Strangely enough, it wasn't until 1990 and his remix of 808 State's UK house anthem "Pacific" that I really sat up and paid attention to Justin, as the track was released smack-dab in the middle of the US rave explosion's first wave. When asked about that 808 State remix, Justin simply said, "Great records are hard to remix. Not so great ones, easy."

Below is an amazing shot of Justin DJing at the NYC ballroom-turned-rock-club, The Ritz, which you probably now know as Webster Hall.

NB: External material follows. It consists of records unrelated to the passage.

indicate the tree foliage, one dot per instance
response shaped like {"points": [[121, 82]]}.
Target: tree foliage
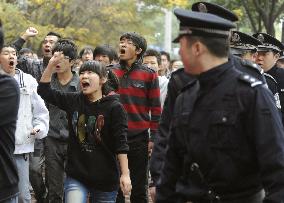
{"points": [[88, 22]]}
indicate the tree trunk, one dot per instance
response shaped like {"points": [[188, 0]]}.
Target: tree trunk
{"points": [[282, 38]]}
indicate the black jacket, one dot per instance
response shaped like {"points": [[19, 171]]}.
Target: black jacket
{"points": [[93, 143], [177, 81], [278, 75], [230, 127]]}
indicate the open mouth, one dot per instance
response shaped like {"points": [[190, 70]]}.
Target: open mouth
{"points": [[122, 51], [85, 84]]}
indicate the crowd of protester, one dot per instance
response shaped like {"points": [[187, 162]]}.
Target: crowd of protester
{"points": [[99, 124]]}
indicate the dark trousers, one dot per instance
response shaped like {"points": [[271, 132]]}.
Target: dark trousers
{"points": [[55, 160], [138, 167], [36, 173], [254, 198]]}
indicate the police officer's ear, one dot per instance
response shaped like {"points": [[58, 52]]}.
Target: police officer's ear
{"points": [[138, 51]]}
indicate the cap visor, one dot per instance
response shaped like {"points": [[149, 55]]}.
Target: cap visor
{"points": [[176, 40], [236, 52]]}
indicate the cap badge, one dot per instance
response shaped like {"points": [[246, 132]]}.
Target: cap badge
{"points": [[260, 37], [236, 38], [202, 8]]}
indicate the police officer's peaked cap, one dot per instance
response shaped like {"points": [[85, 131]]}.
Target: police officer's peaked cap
{"points": [[268, 42], [240, 42], [202, 24], [215, 9]]}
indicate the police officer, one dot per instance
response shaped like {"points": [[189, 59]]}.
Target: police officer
{"points": [[227, 139], [280, 62], [268, 54], [178, 80], [245, 47]]}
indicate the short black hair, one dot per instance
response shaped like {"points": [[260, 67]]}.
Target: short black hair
{"points": [[103, 72], [24, 51], [166, 54], [106, 49], [217, 46], [54, 34], [86, 49], [138, 40], [153, 52], [10, 45], [67, 47]]}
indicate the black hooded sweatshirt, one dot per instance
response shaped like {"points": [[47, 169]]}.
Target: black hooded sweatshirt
{"points": [[97, 134]]}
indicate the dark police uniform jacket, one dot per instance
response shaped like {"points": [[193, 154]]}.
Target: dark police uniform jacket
{"points": [[177, 81], [229, 126], [278, 75]]}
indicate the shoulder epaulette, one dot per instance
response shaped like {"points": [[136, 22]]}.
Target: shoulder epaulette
{"points": [[270, 77], [250, 64], [188, 85], [253, 82]]}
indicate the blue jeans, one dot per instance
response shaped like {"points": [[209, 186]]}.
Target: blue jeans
{"points": [[22, 162], [76, 192], [138, 166]]}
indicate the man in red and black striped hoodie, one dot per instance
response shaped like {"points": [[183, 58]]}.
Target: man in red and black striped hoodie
{"points": [[140, 94]]}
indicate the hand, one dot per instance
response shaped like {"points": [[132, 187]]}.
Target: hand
{"points": [[152, 191], [125, 184], [55, 60], [34, 131], [150, 147], [30, 32]]}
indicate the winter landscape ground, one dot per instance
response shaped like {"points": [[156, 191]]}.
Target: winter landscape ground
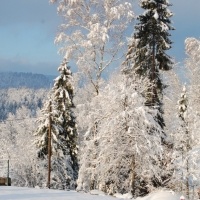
{"points": [[14, 193]]}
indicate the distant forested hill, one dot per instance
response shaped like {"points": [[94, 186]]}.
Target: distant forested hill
{"points": [[19, 90], [26, 80]]}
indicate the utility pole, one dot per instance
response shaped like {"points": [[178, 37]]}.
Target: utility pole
{"points": [[49, 147]]}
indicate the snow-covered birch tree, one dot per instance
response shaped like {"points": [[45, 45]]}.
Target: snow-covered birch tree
{"points": [[93, 35], [128, 156]]}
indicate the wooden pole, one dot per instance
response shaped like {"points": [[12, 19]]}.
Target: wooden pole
{"points": [[49, 148], [8, 174]]}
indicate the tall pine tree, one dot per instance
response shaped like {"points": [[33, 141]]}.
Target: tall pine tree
{"points": [[64, 168], [147, 51]]}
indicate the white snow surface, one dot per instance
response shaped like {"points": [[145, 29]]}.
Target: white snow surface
{"points": [[19, 193]]}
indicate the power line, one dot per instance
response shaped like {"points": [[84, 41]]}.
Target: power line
{"points": [[19, 119]]}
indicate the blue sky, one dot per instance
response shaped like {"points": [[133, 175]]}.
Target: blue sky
{"points": [[28, 29]]}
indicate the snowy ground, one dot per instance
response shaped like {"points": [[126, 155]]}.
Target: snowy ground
{"points": [[16, 193]]}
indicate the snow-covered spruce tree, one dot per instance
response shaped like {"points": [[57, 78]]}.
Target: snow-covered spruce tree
{"points": [[185, 142], [147, 57], [186, 151], [93, 35], [147, 51], [128, 156], [64, 135]]}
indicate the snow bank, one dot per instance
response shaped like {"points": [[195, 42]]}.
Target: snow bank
{"points": [[161, 195], [18, 193]]}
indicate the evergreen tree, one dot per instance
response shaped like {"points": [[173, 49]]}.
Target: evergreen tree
{"points": [[63, 129], [147, 51]]}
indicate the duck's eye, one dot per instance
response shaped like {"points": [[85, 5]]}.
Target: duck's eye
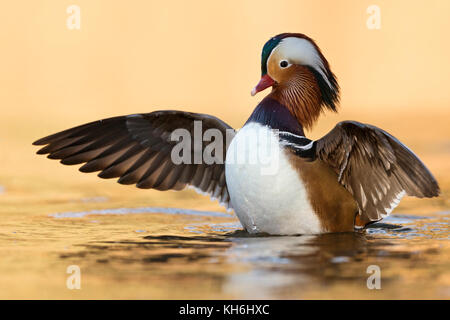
{"points": [[284, 64]]}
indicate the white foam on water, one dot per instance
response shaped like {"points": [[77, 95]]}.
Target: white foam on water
{"points": [[144, 210]]}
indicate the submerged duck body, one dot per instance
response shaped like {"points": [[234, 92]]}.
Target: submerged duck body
{"points": [[275, 179]]}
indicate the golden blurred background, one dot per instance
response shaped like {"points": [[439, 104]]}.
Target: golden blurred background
{"points": [[204, 56]]}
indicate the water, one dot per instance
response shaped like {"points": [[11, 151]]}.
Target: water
{"points": [[173, 253]]}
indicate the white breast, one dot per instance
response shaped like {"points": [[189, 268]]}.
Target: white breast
{"points": [[265, 190]]}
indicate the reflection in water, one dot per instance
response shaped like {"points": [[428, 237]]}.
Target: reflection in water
{"points": [[216, 259]]}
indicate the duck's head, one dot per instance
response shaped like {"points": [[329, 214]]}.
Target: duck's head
{"points": [[300, 76]]}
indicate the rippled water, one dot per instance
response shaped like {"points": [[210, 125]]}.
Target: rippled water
{"points": [[154, 253]]}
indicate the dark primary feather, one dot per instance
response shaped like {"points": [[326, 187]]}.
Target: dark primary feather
{"points": [[137, 150], [374, 167]]}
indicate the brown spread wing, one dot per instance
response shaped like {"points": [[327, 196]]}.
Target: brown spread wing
{"points": [[376, 168], [137, 150]]}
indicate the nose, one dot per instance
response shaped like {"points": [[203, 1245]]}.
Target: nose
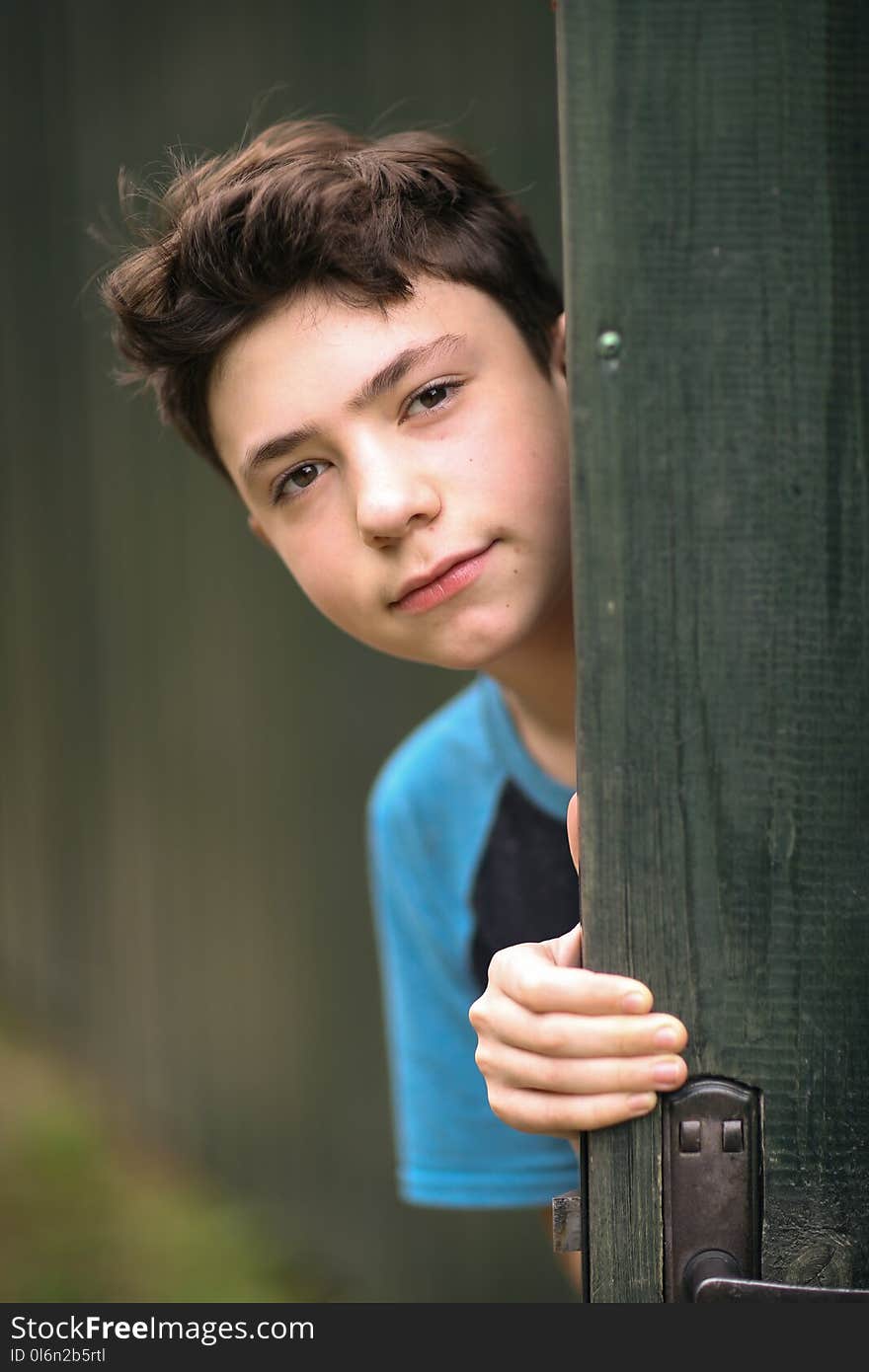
{"points": [[393, 495]]}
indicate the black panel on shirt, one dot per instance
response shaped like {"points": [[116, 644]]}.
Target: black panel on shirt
{"points": [[526, 886]]}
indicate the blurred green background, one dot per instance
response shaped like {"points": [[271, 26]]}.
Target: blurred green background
{"points": [[194, 1093]]}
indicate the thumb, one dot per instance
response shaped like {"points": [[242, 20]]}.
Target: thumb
{"points": [[567, 949]]}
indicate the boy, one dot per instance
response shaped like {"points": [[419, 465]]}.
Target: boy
{"points": [[365, 341]]}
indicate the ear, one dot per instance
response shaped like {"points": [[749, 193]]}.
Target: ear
{"points": [[559, 344], [257, 530]]}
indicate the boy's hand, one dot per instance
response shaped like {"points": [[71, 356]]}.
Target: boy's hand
{"points": [[563, 1048]]}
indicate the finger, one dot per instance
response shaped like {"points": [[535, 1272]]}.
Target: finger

I might get a ton of geek mail telling me that I'm wrong, but I think those are SP-10 direct-drive turntables—the model Technics released in 1969, three years before the 1200 that became the industry standard that we all know and love (or hate).

I recently discovered this dope track that Justin worked on with Murray Elias and Malcolm McLaren, the former manager of The Sex Pistols and the New York Dolls. "It was a trip to work with him," Justin said when I quizzed him about the experience. "Dude had so many ideas, all the time!"

This mixtape was recorded during the very last night of Area, one of New York City's most storied nightclubs. Famous for its constantly shifting themes—it reinvented itself no less than 25 times before closing night—Area had so much conceptual importance that it also inspired me to jump into the club world. Another crazy connection: Area was on 157 Hudson Street, the building that would later house the legendary Club Shelter, where I threw my NASA parties.